VALLIERE: Yes. I mean, that can't happen. And I give Trump some credit because he promised during the campaign that he would not cut Medicare and Social Security, and he did not in this budget. But unless you're willing to take on those two entitlements you're never going to get close to a balanced budget.
BRIGGS: Yes. Some of these cuts, not just right for congressional Democrats but also for late-night comedians.
BRIGGS: Here's how Seth Meyers' take on his cuts were last night.
(BEGIN VIDEO CLIP)
SETH MEYERS, HOST, NBC "LATE NIGHT WITH SETH MEYERS": Meals on Wheels? Meals on Wheels? How dead inside do you have to be to not want old people to get food?

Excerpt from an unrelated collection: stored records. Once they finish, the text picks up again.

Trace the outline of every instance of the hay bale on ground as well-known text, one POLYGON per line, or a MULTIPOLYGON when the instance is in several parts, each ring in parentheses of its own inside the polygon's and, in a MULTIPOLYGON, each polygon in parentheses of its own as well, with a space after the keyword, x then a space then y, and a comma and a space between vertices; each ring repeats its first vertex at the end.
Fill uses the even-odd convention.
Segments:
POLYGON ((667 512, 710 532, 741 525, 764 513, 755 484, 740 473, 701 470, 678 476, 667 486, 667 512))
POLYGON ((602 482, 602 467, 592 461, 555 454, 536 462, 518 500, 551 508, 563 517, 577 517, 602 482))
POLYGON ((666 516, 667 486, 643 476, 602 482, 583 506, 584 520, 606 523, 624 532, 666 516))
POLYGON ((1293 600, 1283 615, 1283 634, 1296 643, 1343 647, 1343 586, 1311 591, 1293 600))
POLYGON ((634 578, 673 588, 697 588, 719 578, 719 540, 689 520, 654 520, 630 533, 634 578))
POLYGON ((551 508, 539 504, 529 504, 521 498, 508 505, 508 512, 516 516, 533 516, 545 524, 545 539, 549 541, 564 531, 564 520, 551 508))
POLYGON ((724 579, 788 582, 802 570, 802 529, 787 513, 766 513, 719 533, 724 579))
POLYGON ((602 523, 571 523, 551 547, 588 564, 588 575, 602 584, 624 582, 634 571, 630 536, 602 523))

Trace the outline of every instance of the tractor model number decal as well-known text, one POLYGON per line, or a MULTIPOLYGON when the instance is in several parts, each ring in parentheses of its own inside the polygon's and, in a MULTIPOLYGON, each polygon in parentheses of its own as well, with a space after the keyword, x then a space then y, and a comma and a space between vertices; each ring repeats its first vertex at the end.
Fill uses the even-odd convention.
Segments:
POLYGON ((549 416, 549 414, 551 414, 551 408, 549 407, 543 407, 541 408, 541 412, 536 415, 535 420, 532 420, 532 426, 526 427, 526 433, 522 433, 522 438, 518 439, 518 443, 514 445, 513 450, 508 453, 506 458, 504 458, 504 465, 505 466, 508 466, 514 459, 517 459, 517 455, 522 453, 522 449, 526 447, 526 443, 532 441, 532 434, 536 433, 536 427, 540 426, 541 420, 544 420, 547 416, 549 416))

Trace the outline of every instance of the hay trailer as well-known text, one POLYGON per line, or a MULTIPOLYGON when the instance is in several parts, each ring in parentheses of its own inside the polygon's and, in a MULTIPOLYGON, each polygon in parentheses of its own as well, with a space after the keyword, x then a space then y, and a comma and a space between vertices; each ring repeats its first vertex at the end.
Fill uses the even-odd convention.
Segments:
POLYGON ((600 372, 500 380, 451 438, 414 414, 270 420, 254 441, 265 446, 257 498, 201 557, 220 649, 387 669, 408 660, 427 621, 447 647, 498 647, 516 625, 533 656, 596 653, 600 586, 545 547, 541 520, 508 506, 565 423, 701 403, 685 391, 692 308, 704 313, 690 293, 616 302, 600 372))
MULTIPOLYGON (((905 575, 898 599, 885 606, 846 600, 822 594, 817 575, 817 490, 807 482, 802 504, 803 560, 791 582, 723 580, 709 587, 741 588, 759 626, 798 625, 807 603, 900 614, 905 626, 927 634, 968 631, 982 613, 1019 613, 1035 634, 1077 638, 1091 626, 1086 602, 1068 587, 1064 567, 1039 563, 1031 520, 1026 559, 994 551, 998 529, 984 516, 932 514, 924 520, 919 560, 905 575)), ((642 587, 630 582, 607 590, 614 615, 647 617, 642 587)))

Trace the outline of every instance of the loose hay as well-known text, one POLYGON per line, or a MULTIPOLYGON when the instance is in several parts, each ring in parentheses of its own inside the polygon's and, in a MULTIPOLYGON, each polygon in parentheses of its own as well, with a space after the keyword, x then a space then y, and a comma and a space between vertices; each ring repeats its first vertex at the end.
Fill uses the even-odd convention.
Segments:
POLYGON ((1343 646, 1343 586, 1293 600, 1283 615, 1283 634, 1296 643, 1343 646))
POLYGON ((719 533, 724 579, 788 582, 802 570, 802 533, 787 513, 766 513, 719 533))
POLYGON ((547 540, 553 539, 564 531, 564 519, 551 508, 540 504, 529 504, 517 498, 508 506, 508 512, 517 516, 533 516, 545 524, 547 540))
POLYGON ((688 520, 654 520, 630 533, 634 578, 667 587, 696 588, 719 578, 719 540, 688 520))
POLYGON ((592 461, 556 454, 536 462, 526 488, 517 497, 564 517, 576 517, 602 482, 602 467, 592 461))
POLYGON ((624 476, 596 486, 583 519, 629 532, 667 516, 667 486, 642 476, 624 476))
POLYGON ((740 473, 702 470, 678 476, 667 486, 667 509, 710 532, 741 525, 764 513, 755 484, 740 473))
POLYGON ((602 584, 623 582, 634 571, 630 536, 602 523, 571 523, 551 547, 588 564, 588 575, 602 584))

Your heart is so small it makes your tiny hands look like catcher mitts. There's nothing more low-life than lying to the elderly. You should know that, you're 70. Don't you hate it when people lie to you and say things I'll try to make it down next week? It's just -- I'm on Kayak and there are just no flights.
(END VIDEO CLIP)
BRIGGS: Boy, late-night comedians are --
BRIGGS: -- in their glory day right now. But, largely, in terms of the narrative, once this gets to Congress how will these priorities be followed or be completely changed once they produce their own budget?
VALLIERE: Well, everyone from Marco Rubio on has said in the last 24 hours they're going to write the budget and they're going to make it their own. And, you know, you've got to say, Meals on Wheels could become the metaphor for bad branding. Here's this genius at branding and he's going to cut Meals on Wheels. I think in the Reagan administration they tried to label Ketchup as a vegetable or --
VALLIERE: -- cut Big Bird. I mean, sometimes there are things that sound innocuous that become sort of symbolic of what they're trying to do, so he's going to suffer defeat on that. Meanwhile guys, the story the markets really care about, tax reform --
VALLIERE: -- is nowhere to be seen.
ROMANS: You don't think so? I mean, I was hearing whispers of maybe they were trying to do corporate tax reform first --
ROMANS: -- and they do middle-class later --
ROMANS: -- which I think would be politically very difficult because that's --
ROMANS: -- going to look a giveaway to banks and rich people.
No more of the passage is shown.